Oltre a un contratto di lavoro dignitoso – che prevede 6,5 ore di lavoro e una paga giornaliera di 70 euro lordi (contro le 10 ore lavorative imposte dai caporali per una paga di 30 euro, oltre al costo del trasporto spesso su ‘furgoni della morte’) – le lavoratrici avranno a disposizione un alloggio e il trasporto gratuito verso i luoghi di lavoro.

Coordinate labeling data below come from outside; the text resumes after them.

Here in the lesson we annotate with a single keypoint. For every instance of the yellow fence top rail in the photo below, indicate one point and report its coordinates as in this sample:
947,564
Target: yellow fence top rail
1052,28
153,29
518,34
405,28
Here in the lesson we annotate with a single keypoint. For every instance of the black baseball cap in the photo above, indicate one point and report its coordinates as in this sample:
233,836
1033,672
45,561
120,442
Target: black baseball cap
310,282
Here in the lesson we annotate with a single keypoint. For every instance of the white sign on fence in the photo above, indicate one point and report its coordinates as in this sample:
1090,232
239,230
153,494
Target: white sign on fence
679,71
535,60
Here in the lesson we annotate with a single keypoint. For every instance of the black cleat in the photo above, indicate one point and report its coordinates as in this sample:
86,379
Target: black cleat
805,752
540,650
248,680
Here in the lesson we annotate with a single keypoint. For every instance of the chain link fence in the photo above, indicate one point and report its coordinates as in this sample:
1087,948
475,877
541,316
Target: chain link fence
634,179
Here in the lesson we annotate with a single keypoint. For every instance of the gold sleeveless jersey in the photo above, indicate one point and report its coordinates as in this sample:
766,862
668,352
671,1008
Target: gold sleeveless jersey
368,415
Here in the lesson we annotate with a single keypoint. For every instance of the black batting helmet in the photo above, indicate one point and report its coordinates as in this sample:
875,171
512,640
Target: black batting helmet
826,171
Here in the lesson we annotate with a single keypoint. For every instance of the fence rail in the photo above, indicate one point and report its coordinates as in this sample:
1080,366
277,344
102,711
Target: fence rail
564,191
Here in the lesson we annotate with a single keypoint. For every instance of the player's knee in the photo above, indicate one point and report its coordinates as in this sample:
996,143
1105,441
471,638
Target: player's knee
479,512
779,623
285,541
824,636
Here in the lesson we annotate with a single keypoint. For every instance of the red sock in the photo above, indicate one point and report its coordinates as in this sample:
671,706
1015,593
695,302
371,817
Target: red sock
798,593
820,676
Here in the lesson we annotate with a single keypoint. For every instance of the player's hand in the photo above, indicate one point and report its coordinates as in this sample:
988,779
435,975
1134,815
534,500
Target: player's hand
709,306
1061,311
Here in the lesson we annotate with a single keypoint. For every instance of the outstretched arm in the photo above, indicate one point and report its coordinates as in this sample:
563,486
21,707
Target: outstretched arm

Il progetto ‘Donne braccianti contro il caporalato’ è frutto dell’intesa tra l’associazione internazionale anti-caporalato NO CAP (impegnata nel promuovere e valorizzare le aziende agricole che rispettano la legalità e i diritti dei lavoratori), il Gruppo Megamark di Trani (leader della distribuzione moderna nel Mezzogiorno con oltre 500 supermercati) e Rete Perlaterra (associazione e rete tra imprese che promuovono pratiche agroecologiche di lavoro della terra).

L’iniziativa, che nasce a cinque anni dalla tragica morte della bracciante Paola Clemente nelle campagne di Andria, segue quella avviata lo scorso settembre dagli stessi attori che, dando vita alla filiera etica contro il caporalato ‘IAMME’, ha consentito di regolarizzare finora circa 150 braccianti extracomunitari tra Capitanata (Puglia) per la raccolta di pomodori da trasformarsi in conserve, Metapontino (Basilicata) per la raccolta e confezionamento di prodotti freschi e Ragusano (Sicilia) per la coltivazione di pomodori.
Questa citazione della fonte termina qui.